Perlakuan yang tak setara itu menjadi keprihatinan dan pemikiran KGPAA Mangkunegara I (1757-1795). Berbagai perlakuan yang timpang terhadap perempuan itu menjadi penyebab beliau melakukan perubahan pandangan dan sikap masyarakat terhadap kaum perempuan. Meski saat itu belum dikenal konsep emansipasi, Mangkunegara I sudah melihat terjadinya ketimpangan atas perempuan sehingga beliau mencoba menciptakan suatu tatanan sosial yang menempatkan perempuan setara dengan laki-laki.

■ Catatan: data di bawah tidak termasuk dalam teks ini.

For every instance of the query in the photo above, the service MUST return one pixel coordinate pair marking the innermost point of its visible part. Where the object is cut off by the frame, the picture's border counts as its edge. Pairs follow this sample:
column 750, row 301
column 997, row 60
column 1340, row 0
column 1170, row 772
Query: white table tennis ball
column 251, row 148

Mangkunegara I tidak bicara konsep tentang kesetaran antara perempuan dengan laki-laki, namun aktivitas dan keputusan yang diambilnya mencerminkan kesetaraan gender. Perlakuan kesetaraan dalam pengertian tanggung jawab dilaksanakan di lingkungan terbatas Puro Mangkunegaran. Kesetaraan ini didasarkan pada pertimbangan bahwa mengubah tata nilai yang lebih luas dapat menimbulkan gejolak sosial. Mangkunegara I mempertentangkan tata nilai yang berlaku dengan sesuatu yang baru pada zamannya dengan melakukan perombakan posisi perempuan.
Kesetaraan antara perempuan dengan laki-laki yang dilakukan Mangkunegara I dengan cara memajukan kaum perempuan di bidang kemiliteran, pendidikan dan kesenian. Mangkunegara I tidak mendirikan lembaga pendidikan khusus bagi perempuan, namun memberikan ketrampilan kemiliteran, baca- tulis, menabuh gamelan, mendalang, dan sinden.

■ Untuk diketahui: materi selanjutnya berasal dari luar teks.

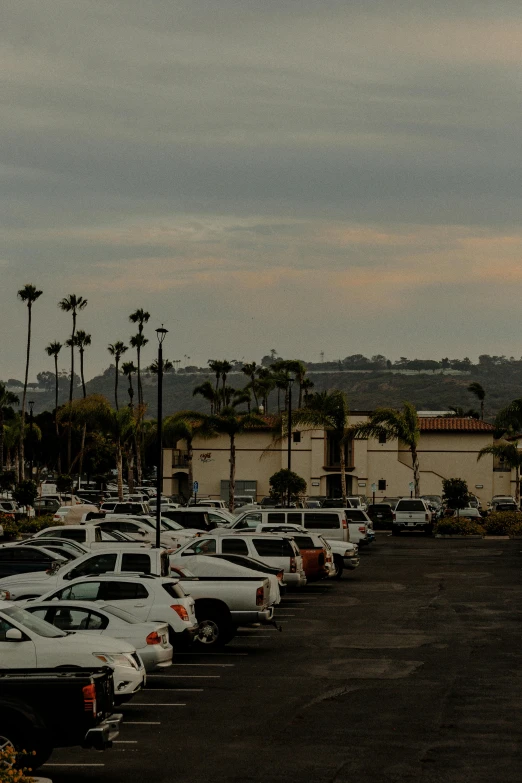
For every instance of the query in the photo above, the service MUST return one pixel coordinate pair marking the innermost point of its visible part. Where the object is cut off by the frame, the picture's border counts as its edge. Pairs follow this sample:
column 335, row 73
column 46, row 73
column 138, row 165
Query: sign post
column 374, row 487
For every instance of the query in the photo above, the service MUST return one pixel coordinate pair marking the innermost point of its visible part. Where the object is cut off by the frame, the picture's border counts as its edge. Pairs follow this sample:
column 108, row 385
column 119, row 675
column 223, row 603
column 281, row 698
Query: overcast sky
column 334, row 175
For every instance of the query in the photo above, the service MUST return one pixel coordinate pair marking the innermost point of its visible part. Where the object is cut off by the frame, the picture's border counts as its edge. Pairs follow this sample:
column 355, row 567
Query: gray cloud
column 313, row 175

Dibidang kemiliteran dan kesenian Mangkunegara I mengajar sendiri para siswa perempuan di lingkungan Mangkunegaran. Tak hanya itu beliau juga membentuk pasukan khusus prajurit estri yang dikenal dengan Pasukan Ladrang Mangkunegaran.
Prajurit estri yang dibentuk Mangkunegara I memiliki kualitas yang dapat dibanggakan tidak kalah dengan prajurit laki-laki. Bila sedang memainkan senjatanya menggunakan pakaian dinas, penampilan dan ketrampilan prajurit estri tak ubahnya seperti prajurit laki-laki yaitu gesit, lincah dan terampil sehingga menimbulkan decak kagum pada siapa saja yang menyaksikannya. Menarik pula bahwa prajurit estri bukan sekedar prajurit pengawal kerajaan, akan tetapi suatu pasukan tempur.

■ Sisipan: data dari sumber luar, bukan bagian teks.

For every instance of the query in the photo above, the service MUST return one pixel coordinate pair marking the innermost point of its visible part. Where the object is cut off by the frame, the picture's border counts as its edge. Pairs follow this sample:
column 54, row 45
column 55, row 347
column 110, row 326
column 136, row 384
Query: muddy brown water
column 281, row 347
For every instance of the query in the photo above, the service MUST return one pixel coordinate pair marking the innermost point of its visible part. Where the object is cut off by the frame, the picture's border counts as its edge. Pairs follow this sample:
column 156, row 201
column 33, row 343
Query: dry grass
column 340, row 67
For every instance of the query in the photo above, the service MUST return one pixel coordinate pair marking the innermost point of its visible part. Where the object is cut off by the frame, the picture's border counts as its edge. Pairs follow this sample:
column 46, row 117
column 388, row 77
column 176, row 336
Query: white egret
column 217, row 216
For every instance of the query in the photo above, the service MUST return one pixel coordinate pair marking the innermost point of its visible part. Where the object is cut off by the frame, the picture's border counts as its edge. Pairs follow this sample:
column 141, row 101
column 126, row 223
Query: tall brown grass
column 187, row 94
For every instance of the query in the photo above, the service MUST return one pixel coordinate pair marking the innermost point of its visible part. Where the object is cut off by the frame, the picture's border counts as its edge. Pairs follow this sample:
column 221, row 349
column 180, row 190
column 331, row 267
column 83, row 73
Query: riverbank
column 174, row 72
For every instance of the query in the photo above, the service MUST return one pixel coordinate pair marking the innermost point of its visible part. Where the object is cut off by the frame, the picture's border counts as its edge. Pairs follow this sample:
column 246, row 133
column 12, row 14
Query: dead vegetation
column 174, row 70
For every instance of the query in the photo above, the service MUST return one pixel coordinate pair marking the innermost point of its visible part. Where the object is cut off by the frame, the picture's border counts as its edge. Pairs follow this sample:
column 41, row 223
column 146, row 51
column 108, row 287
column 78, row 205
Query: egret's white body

Di samping kecakapan militer, pendidikan yang diberikan kepada kaum perempuan di lingkungan Mangkunegaran adalah pendidikan membaca dan menulis. Hal ini tampak pada ditunjuknya prajurit estri menjadi carik estri. Keberadaan carik estri menjelaskan bahwa perempuan cakap, trampil dan tertib administrasi. Penempatan perempuan sebagai carik estri, dapat dilihat sebagai upaya mengangkat derajat kaum perempuan, juga menyiratkan kejelian dalam memaksimalkan potensi perempuan.
Selain itu, Mangkunegara I membuka kesempatan seluas-luasnya perempuan berkiprah bidang kesenian. Bagi beliau, menari bukan dominasi perempuan, menabuh gamelan bukan dominasi pria. Sinden pun bisa dilakukan bersama baik peremuan dan pria. Pada masa Mangkunegara I mempunyai niyaga laki-laki dan perempuan, penari bedhaya perempuan dan laki-laki, dalang perempuan dan laki-laki. Pemegang tambur, peniup seruling dan pembawa meriam pun ada yang perempuan. Dengan demikian terlihat jelas bahwa kesetaraan perempuan dan laki-laki telah dipraktekan oleh Mangkunegara I.
Kesetaraan antara perempuan dengan laki-laki telah dipraktekkan dalam kehidupan sehari-hari di lingkungan Mangkunegaran. Tentu hal ini terkait dengan visi dan sikap Mangkunegara I sendiri yang memandang perempuan dapat berperan lebih dalam bidang bidang kemiliteran dan kesenian.